THREAD on Robinhood/Reddit/GME: CONGRESS is calling for action, but no one has clearly articulated what they actually want.

We could look back on this as the biggest “Pump & Dump” in history... with the little guys carrying all the water & then getting it dumped on their heads.
It started with a SMART discovery, Melvin Capital (hedge fund) broke the cardinal rule of short selling. They took on way too big of a short position given the size of their fund, how heavily shorted the stock already was and the amount of shares outstanding.
Technically, they were RIPE to get squeezed, but there was virtually no case for anyone following fundamentals (earnings, growth etc...) to want to buy this sleepy, brick and mortar video game retailer.
Short selling is absolutely legal and adds to efficiency of the market.
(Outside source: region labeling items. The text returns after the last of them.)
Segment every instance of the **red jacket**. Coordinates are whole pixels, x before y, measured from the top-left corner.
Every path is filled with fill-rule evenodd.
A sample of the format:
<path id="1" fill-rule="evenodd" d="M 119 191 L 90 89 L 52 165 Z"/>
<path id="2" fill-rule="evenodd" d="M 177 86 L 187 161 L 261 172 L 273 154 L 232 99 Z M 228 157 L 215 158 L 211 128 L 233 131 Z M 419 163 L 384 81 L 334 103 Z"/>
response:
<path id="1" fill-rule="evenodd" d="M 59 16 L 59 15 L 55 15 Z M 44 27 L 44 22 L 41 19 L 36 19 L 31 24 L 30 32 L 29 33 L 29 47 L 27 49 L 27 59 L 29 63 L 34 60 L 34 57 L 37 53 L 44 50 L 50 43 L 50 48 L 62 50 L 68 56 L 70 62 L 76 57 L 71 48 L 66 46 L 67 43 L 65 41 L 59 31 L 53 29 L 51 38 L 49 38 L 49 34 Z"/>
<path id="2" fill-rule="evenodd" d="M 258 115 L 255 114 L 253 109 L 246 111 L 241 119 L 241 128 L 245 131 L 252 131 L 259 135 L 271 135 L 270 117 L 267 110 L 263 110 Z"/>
More often than not, the short seller gets hurt & not the company. But there are many who believe it’s harmful to American businesses and short sellers to use media and unsavory practices to put struggling companies in further distress.
This week will definitely bring back the debate on banning short selling. This is a huge win for Elon Musk who has been battling & defeating short sellers for years and wants the practice irradicated.
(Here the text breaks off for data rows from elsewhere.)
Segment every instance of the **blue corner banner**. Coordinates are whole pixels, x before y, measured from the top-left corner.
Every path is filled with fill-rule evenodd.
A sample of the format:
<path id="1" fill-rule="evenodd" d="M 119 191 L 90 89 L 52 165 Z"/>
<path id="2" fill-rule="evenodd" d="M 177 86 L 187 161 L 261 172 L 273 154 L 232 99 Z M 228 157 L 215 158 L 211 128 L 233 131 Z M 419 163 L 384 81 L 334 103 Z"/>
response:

He’s been unsuccessfully trying to get lawmakers to focus on this for a while.
A few VERY savvy and somewhat anonymous investors spotted this Melvin situation and masterminded a way to enlist this never-before seen “Wall St Betts-Reddit Army” and en masse went on a buying frenzy.
BUT HERE’S WHERE DAVID ABSOLUTELY DID NOT BEAT GOLIATH:
Melvin DID get crushed, but they’ve been completely out of the trade for 2 days, which means the Reddit Army’s
“STICKING IT TO THE MAN” crusade is currently sticking it to your fellow man & possibly getting yourself stuck.
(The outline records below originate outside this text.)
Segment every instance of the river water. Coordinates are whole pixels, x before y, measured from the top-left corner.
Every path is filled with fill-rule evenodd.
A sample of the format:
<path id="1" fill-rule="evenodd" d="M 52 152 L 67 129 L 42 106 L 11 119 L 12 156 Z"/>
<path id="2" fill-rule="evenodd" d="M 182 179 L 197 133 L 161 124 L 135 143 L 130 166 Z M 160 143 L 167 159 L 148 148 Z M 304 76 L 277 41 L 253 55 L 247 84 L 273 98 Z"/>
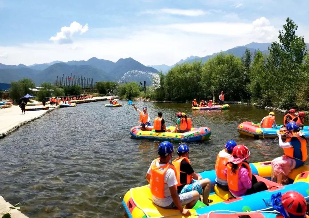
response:
<path id="1" fill-rule="evenodd" d="M 139 115 L 119 102 L 121 107 L 99 102 L 56 110 L 0 139 L 0 195 L 12 204 L 20 202 L 21 211 L 31 217 L 124 216 L 123 196 L 146 184 L 145 174 L 160 142 L 131 138 L 129 130 Z M 161 111 L 166 124 L 175 125 L 181 111 L 192 118 L 193 126 L 211 128 L 210 140 L 189 144 L 197 172 L 214 169 L 228 140 L 246 145 L 252 162 L 283 154 L 277 139 L 254 140 L 237 131 L 243 121 L 259 122 L 269 112 L 264 109 L 232 105 L 229 110 L 192 111 L 189 104 L 136 103 L 148 107 L 151 123 Z M 275 113 L 282 124 L 283 114 Z M 179 145 L 174 143 L 174 149 Z"/>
At this point, GameStop is worth $23b and a lot of retail investors own stock in a company worth a tiny fraction of where its stock is currently trading. They could lose 90% because they didn’t understand how the market actually functions.
And other companies in this bonanza, American Airlines & AMC- they’ve already sold shares to raise money, which dilutes everyone and will continue to do so.
And AMC is held by Silver Lake Partners (a massive private equity firm). They already sold out of a massive chunk making hundreds of millions of dollars. That was gifted to them by the Reddit Army marching the stock higher.
There are still SOME shorts, but there are lots of players BIG and very small who own these stocks.
When the music stops and the stocks drop, there will be a lot of pain.
CEO’s of publicly traded companies are worried. Watching how a group can mobilize & go after a target in such force w/ such little underlying logic is very worrisome. Many are huddled up in virtual boardrooms today wondering “what happens when the mob decides they don’t like me?”
As for ROBINHOOD- NO GOOD NEWS to report:
ROBINHOOD proved this week that they are NOT what they promised.
The CEO was happy to announce they have the most popular app, but it’s worthless if it cannot execute trades.
Robinhood users learned The PRICE of “free trades” meant your broker was undercapitalized and couldn’t support the business when you needed it most.
How did that happen?
Robinhood’s model was offering  “free trades”
They drew in scores of individual investors & then sold that order flow to Citadel (which is both a broker/dealer AND a hedge fund - confusing).
But when volume was massive and volatile in a few names, they didn’t have the $$ to meet capital requirements needed when you can’t borrow shares (which is why it only impacted one side of the trade).
They raised $1bn from existing investors Thursday night, so they could fully operate on Friday- but their problems are far from over.